KÖR
İLE FAKİR
Kibirli ve zengin birisi kapısına
gelen bir fakire bir şey vermediği gibi, onu hem paylar hem de kapıyı yüzüne
kapatır.. Zavallı fakir içlenir; bir tarafa çekilir ve oturur, ağlamaya
başlar.. Bir kör, onun ağlamalarını duyar. Kalkar yanına gelir, niçin böyle
üzgün olduğunu, ağladığını sorar.
Fakir olanı biteni anlatır.
Kör, teselli vererek, üzülmemesini, kendi evine gelmesini, evinde kalmasını,
ekmeğini çorbasını kendisiyle paylaşmasını ister ve ısrarda eder. Fakir onun
içtenliği ve ısrarı karşısında kabul eder, onunla gider.
Kör ona karşı çok güzel bir konukseverlik gösterir. Fakirin, hem karnı doyar
hem de gönlü hoş olur.
Gönlü öyle hoş olur ki, o hoşnutluk içinde:
- Sen bana evini açtın, sen bana gönlünü açtın, Kadir Mevlamda senin gözünü
açsın, diye dua eder.
Gece olur, körde bir gariplenir bir gariplenirki, o gariplik içersinde
gözünden birkaç damla yaş damlar, gözleri birden açılır. Görmeğe başlar.
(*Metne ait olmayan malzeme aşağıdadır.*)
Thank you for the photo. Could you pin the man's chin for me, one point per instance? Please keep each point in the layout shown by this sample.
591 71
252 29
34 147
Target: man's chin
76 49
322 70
Körün görmesi ile ilgil i haber bir anda şehirde yayılır. Yer yerinden
oynar. Bu haberi onu kapısından kovan, kovmakla kalmayan taş yüreklide
duyar. İşin doğruluğunu anlamak için gözü açılan şahsa gelir:
- Çok şanslıymışsın. Gözün nasıl açıldı, kim açtı.
- Hey! seni gidi gafil seni, sen nasıl bir adammışsınki, öyle bir mübarek
zatı azarladın, üzdün, yüzünü yıktın. devlet kuşunu bıraktın, baykuş ile
meşgul oldun. Gözümün kapısını, senin yüzüne kapıyı kapattığın o kimse açtı.
- Desene kendime yazık ettim, öyle bir doğanmışki öyle bir devletmiş ki,
kıymetini bilemedim, bana değil sana nasip oldu, ben avlayamadım sen
avladın, der ve kıskançlıkla parmağını ısırır.
Dişini sıçan gibi hırsa batırmış kimse koca doğanı nasıl avlayabilir?
İyilerin bastıkları toprak dermandıe, göz açar. ancakgönül gözü kör olanlar
o dermandan gafildirler, kıymetini ne bilsinler.
Bostan ve Gülistan'dan uyarlanmıştır.